Titanic Belfast becomes second most visited tourist attraction on island of Ireland

Over 800,000 visitors in first year of operation

Titanic Belfast announced it has become the second most visited tourist attraction on the island. Photograph: Getty

Titanic Belfast announced it has become the second most visited tourist attraction on the island. Photograph: Getty

 

Northern Ireland First Minister Peter Robinson hailed “the legacy of the most famous ship ever built” as Titanic Belfast announced it has become the second most visited tourist attraction on the island. The Titanic Visitor Experience recorded 807,340 visitors during its first year of operation, just behind the annual figures for Dublin’s Guinness Storehouse.

Speaking at an event at Titanic Belfast to mark its first anniversary, Peter Robinson was joined by Deputy First Minister, Martin McGuinness, who added that visitor numbers had exceeded all expectations for “the most fantastic building on the island of Ireland” that had now proved itself as “an outstanding European tourism success story”. It is estimated that the tourism generated by the building is worth some £55 million a year to the local economy.

Opened last year to coincide with the 100th anniversary of RMS Titanic’s maiden voyage, what has surprised most is the international appeal of the attraction with visitors coming from 128 different countries. Visitors so far include Britain’s Queen Elizabeth, the director of the Titanic film - James Cameron and ex U.S. Secretary of State, Hillary Clinton.

Una Reilly of the Belfast Titanic Centre, a world renowned expert on the ship, says the myth and half-truths about how and why the Titanic sank on its maiden voyage in 1912 with the loss of over 1,500 lives still persist. “There wasn’t just one reason, there were a combination of circumstances” she says.

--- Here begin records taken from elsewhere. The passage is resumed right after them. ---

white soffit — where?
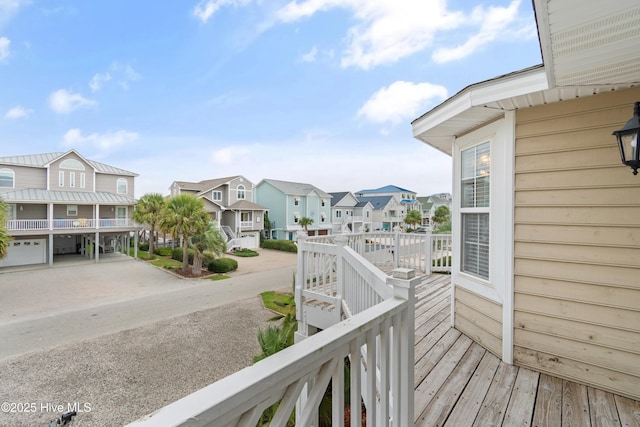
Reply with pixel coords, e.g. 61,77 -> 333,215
534,0 -> 640,86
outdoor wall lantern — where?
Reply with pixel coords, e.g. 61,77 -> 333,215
612,102 -> 640,175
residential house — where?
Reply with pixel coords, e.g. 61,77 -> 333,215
0,149 -> 138,267
329,191 -> 373,234
256,179 -> 333,240
169,175 -> 267,250
412,0 -> 640,399
416,193 -> 452,227
355,185 -> 422,230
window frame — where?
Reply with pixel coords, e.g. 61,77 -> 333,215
0,168 -> 16,188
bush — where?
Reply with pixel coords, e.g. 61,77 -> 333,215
153,246 -> 174,256
233,249 -> 260,258
171,248 -> 193,264
262,239 -> 298,253
208,258 -> 238,273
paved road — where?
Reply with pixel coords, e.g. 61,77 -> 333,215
0,256 -> 295,360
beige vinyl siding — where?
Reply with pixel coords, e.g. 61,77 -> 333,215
10,165 -> 47,190
454,287 -> 502,357
514,89 -> 640,399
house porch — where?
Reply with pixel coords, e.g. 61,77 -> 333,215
414,274 -> 640,427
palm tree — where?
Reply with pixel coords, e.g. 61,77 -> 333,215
0,199 -> 13,259
189,221 -> 227,274
133,193 -> 165,258
404,209 -> 422,228
298,216 -> 313,231
160,194 -> 210,273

The 1912 equivalent of texting “I’m on The Titanic! LOL!” was one of those reasons according to Ms. Reilly. “There were so many passengers intent on messaging from the ship during the voyage that the radio room was overworked didn’t get all the warnings about dangerous ice packs”. There was also the fact that the crew member responsible for the key to the binocular cabinet had been replaced in Southampton and hadn’t handed over the key before he left the shop. It emerged during the official enquiry into the tragedy that the binoculars could have averted the disaster.

“That key was bought at auction seven years ago by a Chinese diamond merchant for £97.000” says Ms. Reilly. “He uses it to motivate his staff and warn them about the need for precise detail - he shows it to them and says “This little key caused one of the world’s greatest disasters””.